Moral Equality and Vulnerability: Towards a Relational Approach by Costanza Porro
In recent decades the question of what makes us moral equals has become the object of increasing attention. The debate on the justification, or basis, of moral equality has been dominated by theories which ground moral equality in the possession of some capacities, typically identified in psychological capacities related to the ability to be autonomous agents.While these theories have already been the object of criticism, in this paper I argue that the concept of vulnerability can be used to formulate a further objection to them. Like many other parts of liberal moral and political philosophy, such as social contract theory, this debate is also vitiated by a conception of the person centred around self-sufficiency and independence. As theories of relational autonomy have emphasised in recent years, the development and maintenance of autonomy depend on participating in relationships of mutual recognition and respect. Therefore, grounding moral equality in the capacity to be an autonomous agent, which is not a natural datum but itself depends on the existence of certain social arrangements and relationships, appears problematic.

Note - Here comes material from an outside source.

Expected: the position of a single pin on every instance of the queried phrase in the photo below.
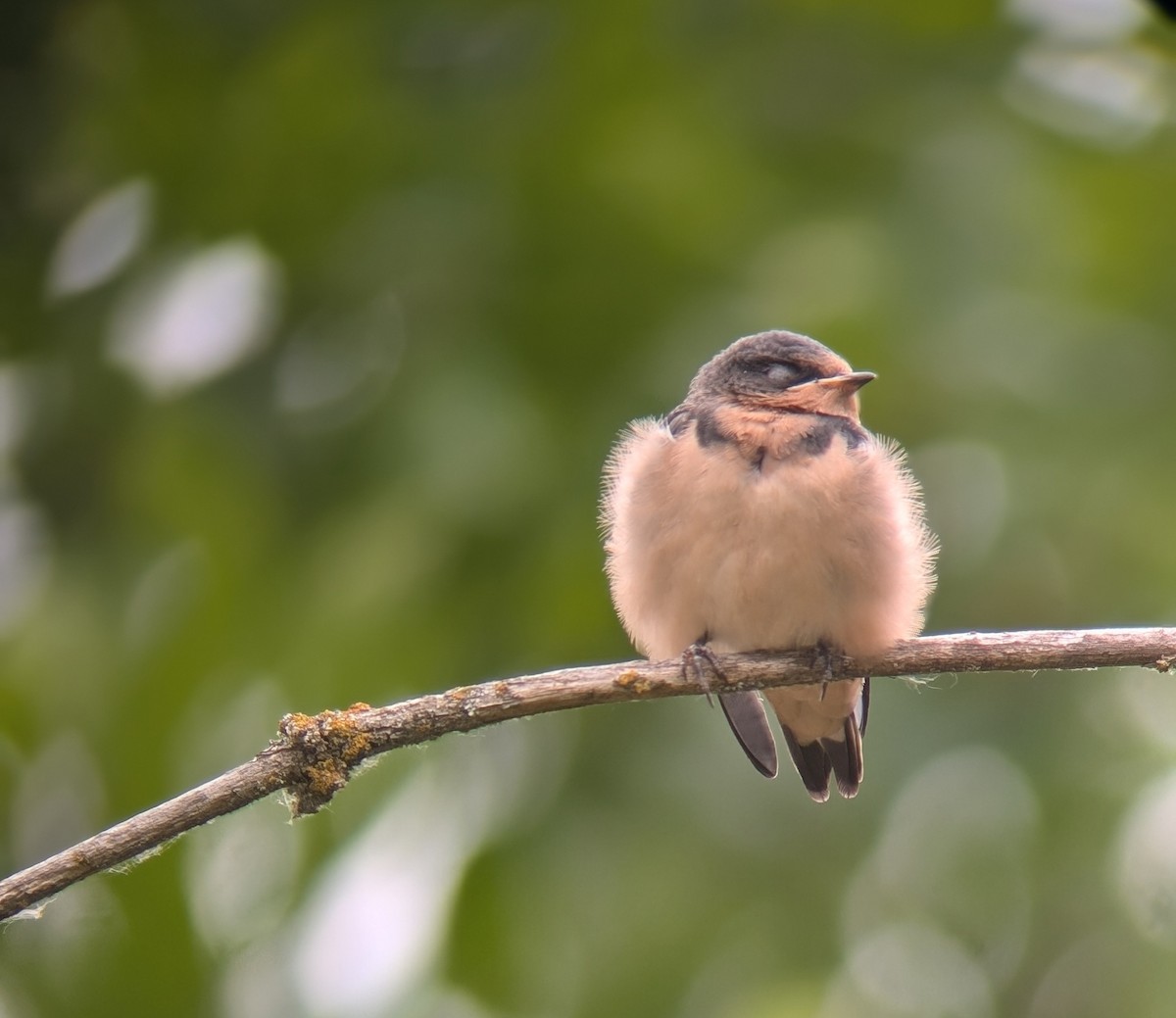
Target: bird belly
(798, 551)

Besides providing a critical tool of existing accounts, the concept of vulnerability has also played a positive role in developing an alternative account of the grounds of moral equality. Andrea Sangiovanni has proposed a relational account of the basis of moral equality which, unlike traditional accounts which ground moral equality in an intrinsic property of individuals, looks at the domain of relationships. He argues that our commitment to moral equality is based upon the wrongness of inequality. In his view, certain modes of inferiorising treatment, such as dehumanisation and stigmatisation, are to be rejected because our sense of self is vulnerable to these attacks. The fact of vulnerability is therefore the reason for opposing inequality, which in turn justifies moral equality.
Like Sangiovanni, I also propose a vulnerability-centred account of the basis of moral equality. However, in this paper I argue that his account is incomplete because vulnerability should not only be understood under a negative light and described as a feature that makes our sense of self susceptible to certain harms. Instead, elaborating on some recent literature on vulnerability, I focus on the fact that vulnerability is also constitutive of very many valuable moral and political relationships, such as those of love, care, mutual recognition and respect. I argue that our commitment to moral equality is justified by the value of these relationships, together with the wrongness and harms of inequality, because only when and if and we treat each other as moral equals we can be part of relationships of love, care, mutual recognition and respect. My aim is to develop a relational account of the basis of moral equality, which fully captures the significance of vulnerability and is immune to the objections moved against traditional accounts and the criticisms of Sangiovanni’s relational proposal.